Indian property sales slump is worst since global financial crisis

The ban on using the largest rupee notes had created waves of instability in the Indian economy, which has led to a crash in the housing market.

India’s property market will continue to suffer next year from demonetisation after sales and launches at the end of last year plunged to the worst level since the global financial crisis, incurring a 226 billion Indian rupees (Dh12.18bn) industry loss in the fourth quarter, according to a new report.

Home sales in the last quarter of 2016 in India’s major cities – including Bangalore, Mumbai and New Delhi – crashed by 40 per cent compared with the previous quarter, said the property consultancy Knight Frank. Launches of properties, meanwhile, fell by 45 per cent compared with the previous quarter. This is despite the fact that the fourth-quarter period, which is the festive season in India, is traditionally a busy time for home sales.

The plunge led to a quarterly loss of 226bn rupees.

“I think the effect of demonetisation across markets, across all segments of residential markets, has been brutal to say the least,” said Shishir Baijal, Knight Frank India’s chairman and managing director.

The crash is being attributed to the government’s surprise move in November to discontinue the use of the largest value banknotes of 1,000 and 500 rupees as a move against the country’s black economy.

Uncertainty is set to continue this year as demand is expected to be muted in the first half and there could also be some downward pressure on prices.

“The uncertainties that came in 2016 still abound,” he said. “Remonetisation is still a few quarters away. The uncertainty in the implementation of GST [the goods and service tax] still remains.”

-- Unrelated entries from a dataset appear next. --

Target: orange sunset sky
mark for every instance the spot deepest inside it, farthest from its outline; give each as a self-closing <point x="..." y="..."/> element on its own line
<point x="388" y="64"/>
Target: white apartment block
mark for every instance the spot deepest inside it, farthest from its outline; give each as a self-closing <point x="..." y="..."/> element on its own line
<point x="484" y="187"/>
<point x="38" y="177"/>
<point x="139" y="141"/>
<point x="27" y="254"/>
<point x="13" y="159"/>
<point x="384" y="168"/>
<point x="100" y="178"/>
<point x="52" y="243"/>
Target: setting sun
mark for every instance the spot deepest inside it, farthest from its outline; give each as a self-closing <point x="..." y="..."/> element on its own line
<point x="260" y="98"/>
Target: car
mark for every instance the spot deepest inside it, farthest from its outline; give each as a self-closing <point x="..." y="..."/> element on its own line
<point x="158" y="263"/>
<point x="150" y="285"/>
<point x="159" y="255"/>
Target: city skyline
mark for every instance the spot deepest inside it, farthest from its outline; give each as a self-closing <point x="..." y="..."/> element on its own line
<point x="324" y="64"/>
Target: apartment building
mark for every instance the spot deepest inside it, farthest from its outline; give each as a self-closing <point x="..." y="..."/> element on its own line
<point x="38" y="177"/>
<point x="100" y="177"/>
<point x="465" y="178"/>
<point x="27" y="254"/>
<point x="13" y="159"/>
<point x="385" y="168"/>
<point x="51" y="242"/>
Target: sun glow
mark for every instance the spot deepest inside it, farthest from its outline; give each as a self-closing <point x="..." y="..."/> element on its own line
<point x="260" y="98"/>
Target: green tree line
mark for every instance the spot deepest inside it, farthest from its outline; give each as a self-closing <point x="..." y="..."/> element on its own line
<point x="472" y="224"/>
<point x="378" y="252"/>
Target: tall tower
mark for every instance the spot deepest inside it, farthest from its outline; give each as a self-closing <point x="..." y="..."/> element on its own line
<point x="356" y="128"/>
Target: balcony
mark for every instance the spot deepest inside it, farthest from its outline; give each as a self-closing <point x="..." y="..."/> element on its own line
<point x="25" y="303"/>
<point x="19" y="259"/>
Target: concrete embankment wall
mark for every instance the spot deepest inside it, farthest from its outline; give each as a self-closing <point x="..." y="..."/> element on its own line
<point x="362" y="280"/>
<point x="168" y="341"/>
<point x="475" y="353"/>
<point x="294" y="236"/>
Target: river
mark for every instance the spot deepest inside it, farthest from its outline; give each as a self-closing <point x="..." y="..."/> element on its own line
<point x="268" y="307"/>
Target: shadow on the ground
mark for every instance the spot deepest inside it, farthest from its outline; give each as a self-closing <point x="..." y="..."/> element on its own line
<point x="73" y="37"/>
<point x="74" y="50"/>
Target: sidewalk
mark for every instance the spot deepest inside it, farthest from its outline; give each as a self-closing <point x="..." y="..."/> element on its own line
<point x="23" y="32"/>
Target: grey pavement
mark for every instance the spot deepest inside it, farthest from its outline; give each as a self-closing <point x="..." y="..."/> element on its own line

Sales volumes could drop by up to 30 per cent and prices could fall by 7 to 12 per cent over the first six to nine months of the year as a result of demonetisation, Kotak Institutional Equities said in a report last month.

The property market in India has long been a major beneficiary of illegal funds. The move has also created uncertainty and left the population with restricted access to cash, which is prompting a lot of potential buyers to postpone their purchases.

Knight Frank had earlier been forecasting that home sales would rise by 4 per cent in the second half of 2016 compared to the same period last year.

Instead, sales in India’s biggest cities fell by 23 per cent in the second half of the year compared with the year earlier.

There was a 7 per cent rise in sales in the first half of 2016 compared with the first half of 2015.

There were a number of positive factors for the real estate industry last year after a few difficult years for the sector, including the passage of a real estate regulation bill and an improvement in the monsoon rains. Demonetisation derailed everything.

The report, which tracks eight major cities in India, said Delhi NCR was the hardest hit, followed by Bangalore and Mumbai, while Hyderabad was the least affected.

Brexit and the US president-elect’s policies could also have implications for the commercial sector in particular and the industry is waiting to see how those factors play out, said Mr Baijal. Interest rates also have the potential to play a significant role in reviving the industry this year, he said.